French officials have revealed there were more than 100,000 attempts on Britain’s border last year from Calais, where violence has risen along with the number of illegal immigrants returning to the port town since the ‘Jungle’ camp was cleared.
Despite the official number of migrants living in Calais standing at just a tenth of the figure seen in October 2016, when the camp was demolished and migrants sent to accommodation across France, the number of attempts to break into Britain fell by only a third.
A source at the French presidency said there were around 115,000 cases in which illegal immigrants tried to breach the Channel Tunnel or board lorries and trains in the hope of reaching the UK in 2017, compared to 167,000 attempts made in 2016, The Times reports.
The number of migrants living in Calais as they seek to break into Britain is thought to currently stand at around 500 to 700, down from an estimated 7,000 before the ‘Jungle’ was evacuated, but violent clashes between gangs of illegal immigrants still plague the northern French town, where a truck driver heading to the UK died last year as a result of migrant attack.
According to The Times, riot officers had to intervene on Sunday night after gunshots alerted them to a fight between migrants from Afghanistan and the Horn of Africa, who were armed with knives and iron bars.
And late last year an officer was hurt when hit by a car carrying nine immigrants as the vehicle’s driver attempted to evade a roadblock set up by police, on a day in which five Afghans were injured in a shootout between groups of migrants.
French president Emmanuel Macron is making a visit to Calais on Tuesday ahead of Thursday’s talks with UK premier Theresa May, at which she will discuss the situation at Britain’s border with France.

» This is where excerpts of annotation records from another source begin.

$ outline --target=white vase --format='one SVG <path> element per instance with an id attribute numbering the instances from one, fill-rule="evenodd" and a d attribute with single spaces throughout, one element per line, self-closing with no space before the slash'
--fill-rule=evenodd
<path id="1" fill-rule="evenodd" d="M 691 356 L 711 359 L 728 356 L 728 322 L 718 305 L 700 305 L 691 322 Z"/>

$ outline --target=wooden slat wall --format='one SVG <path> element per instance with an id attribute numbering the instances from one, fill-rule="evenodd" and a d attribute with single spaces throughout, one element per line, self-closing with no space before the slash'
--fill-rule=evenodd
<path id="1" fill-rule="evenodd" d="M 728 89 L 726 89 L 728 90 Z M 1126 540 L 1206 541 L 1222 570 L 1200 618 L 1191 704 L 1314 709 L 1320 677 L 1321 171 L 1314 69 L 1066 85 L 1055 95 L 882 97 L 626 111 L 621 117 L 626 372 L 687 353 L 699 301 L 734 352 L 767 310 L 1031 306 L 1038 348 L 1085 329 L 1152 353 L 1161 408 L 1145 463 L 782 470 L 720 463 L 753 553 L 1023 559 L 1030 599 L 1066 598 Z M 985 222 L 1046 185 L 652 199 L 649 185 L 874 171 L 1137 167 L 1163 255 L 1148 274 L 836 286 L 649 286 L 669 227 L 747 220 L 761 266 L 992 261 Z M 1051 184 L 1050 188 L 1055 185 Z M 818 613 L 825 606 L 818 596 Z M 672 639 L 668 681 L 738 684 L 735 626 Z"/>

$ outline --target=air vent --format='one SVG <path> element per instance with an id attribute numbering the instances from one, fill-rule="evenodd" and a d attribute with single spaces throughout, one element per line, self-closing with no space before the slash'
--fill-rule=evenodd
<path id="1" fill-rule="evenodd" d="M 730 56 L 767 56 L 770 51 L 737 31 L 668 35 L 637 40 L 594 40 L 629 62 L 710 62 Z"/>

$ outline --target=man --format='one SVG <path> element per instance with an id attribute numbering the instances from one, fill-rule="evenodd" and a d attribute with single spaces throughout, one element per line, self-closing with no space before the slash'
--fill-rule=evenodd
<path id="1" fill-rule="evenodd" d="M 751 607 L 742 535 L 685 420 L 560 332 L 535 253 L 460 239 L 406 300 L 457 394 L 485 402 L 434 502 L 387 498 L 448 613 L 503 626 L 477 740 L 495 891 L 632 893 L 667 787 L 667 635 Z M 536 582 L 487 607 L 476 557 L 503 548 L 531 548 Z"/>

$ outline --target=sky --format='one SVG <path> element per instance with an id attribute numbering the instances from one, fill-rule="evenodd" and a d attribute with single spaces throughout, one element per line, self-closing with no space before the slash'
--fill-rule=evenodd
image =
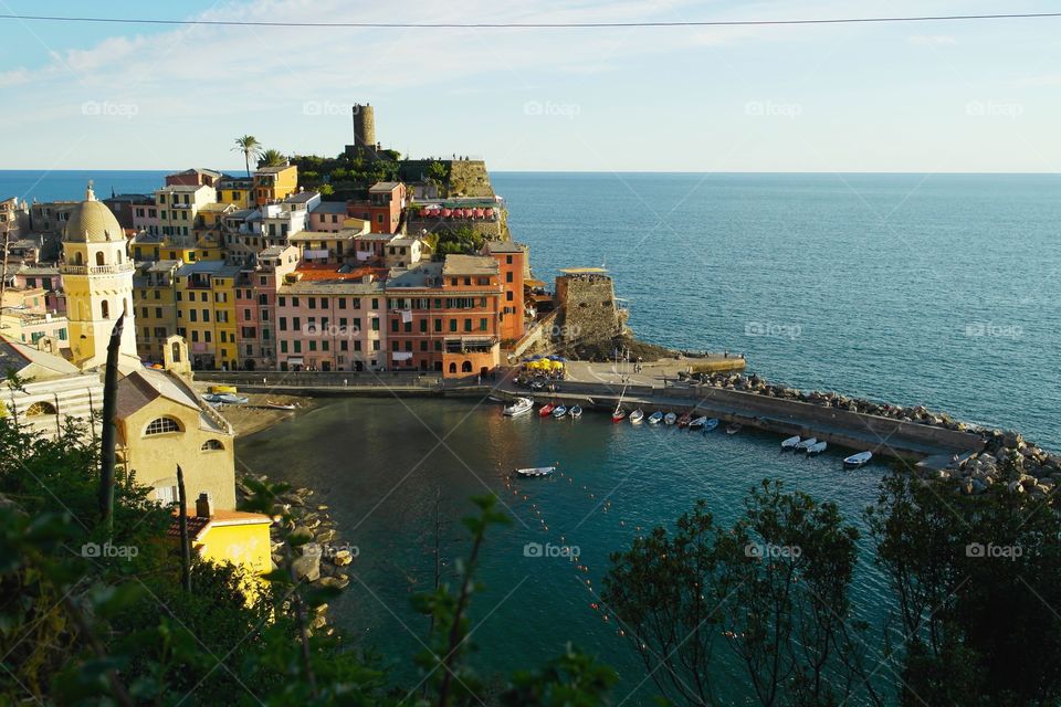
<path id="1" fill-rule="evenodd" d="M 0 0 L 0 14 L 351 22 L 1061 11 L 1025 0 Z M 313 29 L 0 20 L 0 169 L 336 155 L 350 106 L 492 170 L 1061 171 L 1061 18 L 801 27 Z"/>

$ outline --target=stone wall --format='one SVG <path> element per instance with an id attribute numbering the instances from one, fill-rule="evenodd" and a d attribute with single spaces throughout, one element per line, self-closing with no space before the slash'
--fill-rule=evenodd
<path id="1" fill-rule="evenodd" d="M 558 338 L 602 341 L 622 334 L 626 321 L 616 304 L 611 277 L 590 273 L 556 278 L 556 303 L 560 312 Z"/>

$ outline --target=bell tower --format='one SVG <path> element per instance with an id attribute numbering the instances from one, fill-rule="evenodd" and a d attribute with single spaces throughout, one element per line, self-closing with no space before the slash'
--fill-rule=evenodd
<path id="1" fill-rule="evenodd" d="M 59 270 L 66 293 L 71 362 L 82 370 L 106 363 L 107 342 L 123 313 L 119 365 L 124 369 L 140 366 L 136 355 L 133 271 L 125 232 L 107 205 L 96 200 L 90 181 L 85 200 L 71 211 L 66 222 Z"/>

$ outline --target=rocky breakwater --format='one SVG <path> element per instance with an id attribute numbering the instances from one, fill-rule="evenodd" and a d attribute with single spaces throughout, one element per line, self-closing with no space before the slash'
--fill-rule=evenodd
<path id="1" fill-rule="evenodd" d="M 977 434 L 985 443 L 981 451 L 954 458 L 945 468 L 923 472 L 926 476 L 954 479 L 957 490 L 963 494 L 983 494 L 992 486 L 1000 485 L 1013 493 L 1044 498 L 1061 486 L 1061 456 L 1050 454 L 1028 442 L 1019 432 L 968 424 L 946 413 L 933 412 L 924 405 L 903 408 L 831 391 L 808 392 L 786 388 L 770 383 L 755 373 L 692 373 L 682 378 L 691 383 L 712 388 L 757 393 Z"/>
<path id="2" fill-rule="evenodd" d="M 255 474 L 251 478 L 261 484 L 270 483 L 264 474 Z M 252 494 L 242 478 L 237 481 L 235 492 L 239 502 Z M 358 549 L 339 537 L 335 520 L 328 514 L 328 506 L 311 502 L 313 495 L 312 488 L 293 488 L 277 497 L 284 511 L 290 511 L 293 519 L 284 527 L 274 523 L 270 528 L 270 552 L 273 567 L 286 566 L 282 553 L 284 534 L 308 538 L 308 542 L 300 546 L 301 555 L 291 561 L 295 578 L 317 587 L 344 589 L 350 583 L 350 578 L 343 568 L 354 561 Z M 334 633 L 334 629 L 328 625 L 327 611 L 327 604 L 317 608 L 316 614 L 309 622 L 311 631 L 319 631 L 327 635 Z"/>

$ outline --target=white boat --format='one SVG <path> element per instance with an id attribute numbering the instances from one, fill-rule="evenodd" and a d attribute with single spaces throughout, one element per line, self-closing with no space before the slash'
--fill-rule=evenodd
<path id="1" fill-rule="evenodd" d="M 816 444 L 811 444 L 809 447 L 807 447 L 807 456 L 811 456 L 813 454 L 821 454 L 822 452 L 826 451 L 826 449 L 828 449 L 828 446 L 829 446 L 829 443 L 827 442 L 818 442 Z"/>
<path id="2" fill-rule="evenodd" d="M 530 412 L 532 410 L 534 410 L 533 400 L 529 398 L 516 398 L 513 403 L 507 405 L 502 412 L 510 418 L 514 418 Z"/>
<path id="3" fill-rule="evenodd" d="M 873 452 L 859 452 L 843 460 L 843 465 L 848 468 L 859 468 L 865 466 L 873 458 Z"/>
<path id="4" fill-rule="evenodd" d="M 530 466 L 527 468 L 517 468 L 516 474 L 519 476 L 548 476 L 556 471 L 555 466 Z"/>
<path id="5" fill-rule="evenodd" d="M 811 446 L 812 444 L 818 444 L 818 437 L 807 437 L 806 440 L 800 440 L 792 449 L 797 452 L 806 452 L 807 447 Z"/>

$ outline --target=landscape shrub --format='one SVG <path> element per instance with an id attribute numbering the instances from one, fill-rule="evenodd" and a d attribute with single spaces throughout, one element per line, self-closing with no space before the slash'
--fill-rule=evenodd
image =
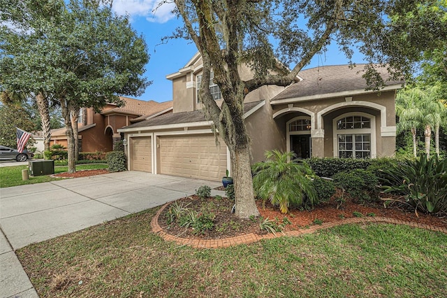
<path id="1" fill-rule="evenodd" d="M 256 195 L 265 204 L 270 200 L 283 213 L 291 206 L 312 208 L 317 197 L 305 163 L 294 161 L 293 152 L 267 151 L 266 160 L 253 165 L 253 185 Z"/>
<path id="2" fill-rule="evenodd" d="M 358 169 L 366 169 L 374 162 L 373 160 L 370 159 L 312 157 L 305 159 L 305 162 L 310 166 L 316 175 L 320 177 L 332 178 L 337 173 Z"/>
<path id="3" fill-rule="evenodd" d="M 52 144 L 50 146 L 50 150 L 66 150 L 67 148 L 61 144 Z"/>
<path id="4" fill-rule="evenodd" d="M 427 159 L 405 159 L 383 170 L 384 192 L 404 196 L 400 201 L 416 211 L 429 213 L 447 213 L 447 159 L 437 155 Z"/>
<path id="5" fill-rule="evenodd" d="M 34 154 L 34 159 L 41 159 L 43 158 L 43 153 Z"/>
<path id="6" fill-rule="evenodd" d="M 208 185 L 202 185 L 196 190 L 196 194 L 200 199 L 207 198 L 211 196 L 211 187 Z"/>
<path id="7" fill-rule="evenodd" d="M 64 150 L 52 149 L 43 151 L 43 155 L 45 159 L 63 160 L 68 158 L 68 152 Z"/>
<path id="8" fill-rule="evenodd" d="M 228 184 L 225 189 L 225 194 L 228 199 L 235 199 L 235 185 Z"/>
<path id="9" fill-rule="evenodd" d="M 367 170 L 374 173 L 380 181 L 381 178 L 386 176 L 383 170 L 398 164 L 400 161 L 400 159 L 390 157 L 371 159 L 371 164 L 368 166 Z"/>
<path id="10" fill-rule="evenodd" d="M 182 227 L 193 228 L 193 234 L 202 234 L 214 227 L 215 218 L 214 213 L 198 213 L 193 210 L 189 210 L 179 218 L 179 224 Z"/>
<path id="11" fill-rule="evenodd" d="M 111 151 L 106 155 L 110 172 L 126 171 L 126 155 L 122 151 Z"/>
<path id="12" fill-rule="evenodd" d="M 379 198 L 379 179 L 372 172 L 355 169 L 334 175 L 334 184 L 344 190 L 353 199 L 360 201 L 376 201 Z"/>
<path id="13" fill-rule="evenodd" d="M 335 193 L 335 185 L 332 181 L 315 176 L 312 181 L 312 185 L 316 192 L 318 203 L 329 201 L 330 197 Z"/>
<path id="14" fill-rule="evenodd" d="M 105 160 L 105 152 L 80 152 L 78 159 L 80 160 Z"/>
<path id="15" fill-rule="evenodd" d="M 107 163 L 107 160 L 76 160 L 75 164 L 98 164 L 98 163 Z M 68 164 L 67 159 L 54 160 L 54 166 L 66 166 Z"/>

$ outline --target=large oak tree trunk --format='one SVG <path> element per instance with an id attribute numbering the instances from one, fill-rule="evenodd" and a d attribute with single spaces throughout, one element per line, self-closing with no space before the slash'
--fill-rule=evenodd
<path id="1" fill-rule="evenodd" d="M 230 149 L 230 154 L 232 160 L 232 175 L 234 178 L 235 214 L 242 218 L 258 216 L 259 211 L 253 192 L 249 146 L 246 146 L 235 150 Z"/>
<path id="2" fill-rule="evenodd" d="M 51 139 L 51 124 L 50 118 L 50 106 L 48 100 L 43 93 L 38 93 L 36 97 L 37 108 L 41 115 L 42 122 L 42 134 L 43 136 L 43 150 L 50 150 L 50 139 Z"/>
<path id="3" fill-rule="evenodd" d="M 68 173 L 75 173 L 76 172 L 76 165 L 75 162 L 75 138 L 73 136 L 73 127 L 71 126 L 71 117 L 70 117 L 70 111 L 71 108 L 68 105 L 66 100 L 61 99 L 60 102 L 62 109 L 62 117 L 64 118 L 67 134 Z"/>
<path id="4" fill-rule="evenodd" d="M 78 127 L 78 120 L 79 119 L 79 109 L 73 108 L 71 113 L 71 127 L 73 128 L 73 136 L 75 141 L 75 160 L 79 159 L 79 129 Z"/>

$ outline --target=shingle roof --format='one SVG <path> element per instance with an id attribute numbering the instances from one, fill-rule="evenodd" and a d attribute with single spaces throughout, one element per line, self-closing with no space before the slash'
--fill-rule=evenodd
<path id="1" fill-rule="evenodd" d="M 320 66 L 300 71 L 298 76 L 302 80 L 297 82 L 272 99 L 272 101 L 299 98 L 352 90 L 364 90 L 368 87 L 362 77 L 366 64 L 356 64 L 353 69 L 349 65 Z M 387 80 L 390 78 L 384 67 L 377 71 L 387 86 L 402 84 L 400 80 Z"/>
<path id="2" fill-rule="evenodd" d="M 125 102 L 125 105 L 101 111 L 101 114 L 118 113 L 135 115 L 151 115 L 172 108 L 173 101 L 159 103 L 152 100 L 145 101 L 129 97 L 119 97 Z"/>
<path id="3" fill-rule="evenodd" d="M 261 101 L 263 101 L 244 104 L 244 111 L 245 112 L 250 111 Z M 154 118 L 134 123 L 123 128 L 148 127 L 173 124 L 198 122 L 202 121 L 207 121 L 207 120 L 205 118 L 205 115 L 202 111 L 197 110 L 192 112 L 163 114 Z"/>

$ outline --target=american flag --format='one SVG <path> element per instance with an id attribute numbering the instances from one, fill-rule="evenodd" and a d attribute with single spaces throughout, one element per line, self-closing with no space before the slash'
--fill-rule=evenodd
<path id="1" fill-rule="evenodd" d="M 31 134 L 20 128 L 15 128 L 17 129 L 17 150 L 22 153 L 28 139 L 31 136 Z"/>

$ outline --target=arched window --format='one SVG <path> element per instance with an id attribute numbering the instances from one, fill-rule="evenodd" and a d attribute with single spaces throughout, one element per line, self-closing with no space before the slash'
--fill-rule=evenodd
<path id="1" fill-rule="evenodd" d="M 312 156 L 309 116 L 296 117 L 286 123 L 287 150 L 293 151 L 297 158 L 309 158 Z"/>
<path id="2" fill-rule="evenodd" d="M 375 158 L 375 117 L 365 113 L 349 113 L 334 119 L 334 156 L 344 158 Z"/>
<path id="3" fill-rule="evenodd" d="M 292 132 L 310 132 L 310 118 L 297 119 L 288 124 L 288 131 Z"/>

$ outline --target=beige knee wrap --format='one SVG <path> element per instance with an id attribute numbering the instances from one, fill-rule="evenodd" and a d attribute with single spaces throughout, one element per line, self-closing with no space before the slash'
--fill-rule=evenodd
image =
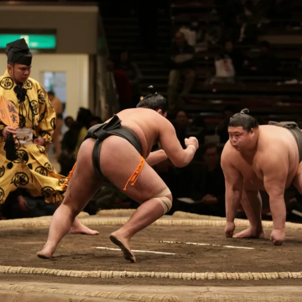
<path id="1" fill-rule="evenodd" d="M 171 195 L 171 191 L 168 188 L 166 188 L 161 193 L 159 193 L 153 199 L 156 199 L 160 202 L 164 208 L 164 214 L 166 214 L 169 212 L 172 207 L 172 202 L 169 197 L 166 195 Z"/>

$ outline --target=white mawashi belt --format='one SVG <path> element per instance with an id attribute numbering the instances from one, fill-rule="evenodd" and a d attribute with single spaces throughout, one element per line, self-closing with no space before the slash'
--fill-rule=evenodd
<path id="1" fill-rule="evenodd" d="M 33 129 L 31 128 L 17 129 L 16 136 L 21 146 L 33 143 Z"/>

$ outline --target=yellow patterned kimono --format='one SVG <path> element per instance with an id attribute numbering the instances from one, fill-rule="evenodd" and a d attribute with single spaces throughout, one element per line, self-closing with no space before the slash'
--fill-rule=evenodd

According to a source at the Élysée, the prime minister has bowed to French pressure and at the British-Franco summit at Sandhurst will hear demands that the UK “accept more lone child migrants and to accept them faster”, and that the nation welcome immigrants with “a legitimate case to join family members” in Britain.
During and after the so-called Jungle camp’s clearance last year, more than 750 “unaccompanied minors” were brought from Calais to the UK in a move accompanied by some controversy, as a number of supposed ‘child migrants’ photographed among the coachloads of people transferred from the northern French town looked far older than 17, sporting deep wrinkles and receding hairlines.
While MPs urged stronger age checks for migrants to restore confidence in the system, after some outcry, the Home Office took measures to conceal new arrivals from the public eye, erecting screens and scaffolding.